Exploring the New York City 311 Dataset

October 16, 2012

Data insights can come from many places, of course, and previously unexplored sources can be well worth pursuing. Open-source-project blog Enthought[s] informs us of a novel data wellspring in “Explore NYC 311 Data.” Inspired by this year’s Datagotham talks on “urban science,” writer David Kim and colleagues wondered what insights they could glean from NYC 311 data. NYC 311 is New York City’s information line, but it also serves as a repository of residents’ complaints. Through the city’s Web site, they were able to access data on about four million 311 calls between January 2010 and August 2012. Kim writes:

“NYC 311 calls are categorized into approximately 200 different complaint types, ranging from ‘squeegee’ and ‘radioactive’ to ‘noise’ and ‘street condition.’ There are an additional ~1000 descriptors (e.g. Radioactive -> Contamination). Each call is tagged with date, location type, incident address, and longitude and latitude information. . . .

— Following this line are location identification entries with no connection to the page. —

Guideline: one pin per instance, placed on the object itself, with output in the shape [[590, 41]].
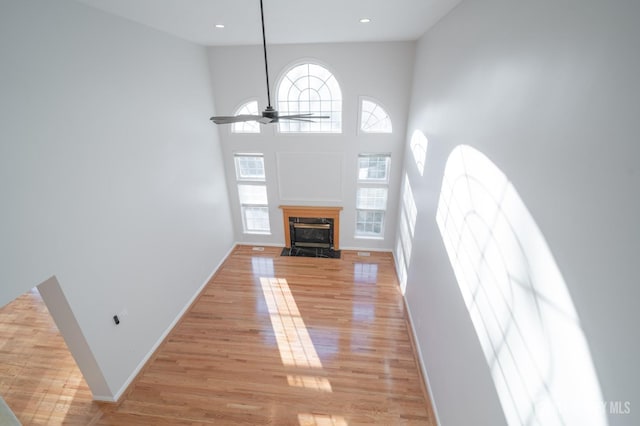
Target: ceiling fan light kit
[[270, 114]]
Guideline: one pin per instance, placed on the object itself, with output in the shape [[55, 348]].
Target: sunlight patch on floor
[[310, 382], [307, 419], [294, 341]]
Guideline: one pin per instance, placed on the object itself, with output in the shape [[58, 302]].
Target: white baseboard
[[244, 243], [168, 330], [367, 249], [421, 361]]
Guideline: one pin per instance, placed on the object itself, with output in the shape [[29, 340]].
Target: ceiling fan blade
[[306, 115], [297, 119], [229, 119]]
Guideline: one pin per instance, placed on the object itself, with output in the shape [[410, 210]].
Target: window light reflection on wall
[[516, 297], [418, 146]]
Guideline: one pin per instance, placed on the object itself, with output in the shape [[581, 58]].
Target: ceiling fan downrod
[[266, 66]]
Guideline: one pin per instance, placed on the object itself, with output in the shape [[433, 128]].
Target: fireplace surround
[[306, 226]]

“Simple aggregations can help analysts develop intuition about the data and provide fodder for additional inquiry. Housing related complaints to HPD (NYC Dept of Housing Preservation and Development) represented the vast majority of calls (1,671,245). My personal favorite, ‘squeegee,’ was far down at the bottom of the list with only 21 complaints over the last two years. I seem to remember a crackdown several years ago. . . perhaps it had an impact.”

Perhaps. Not being a big-city dweller, I cannot comment on the importance of squeegee crackdowns. However, Kim’s observation on that matter is just one example of the sort of hypothesis one can draw from the litany of New Yorkers’ complaints.

The article goes on to discuss the team’s efforts at visualizing the data, their aggregation techniques, and their desire to add in more data sets. Kim makes a point of crediting the open source tools they used– PostGIS, Psycopg2, Pandas, D3, QGIS. If you are interested in tapping the possibilities of datasets, the article is worth checking out for the details.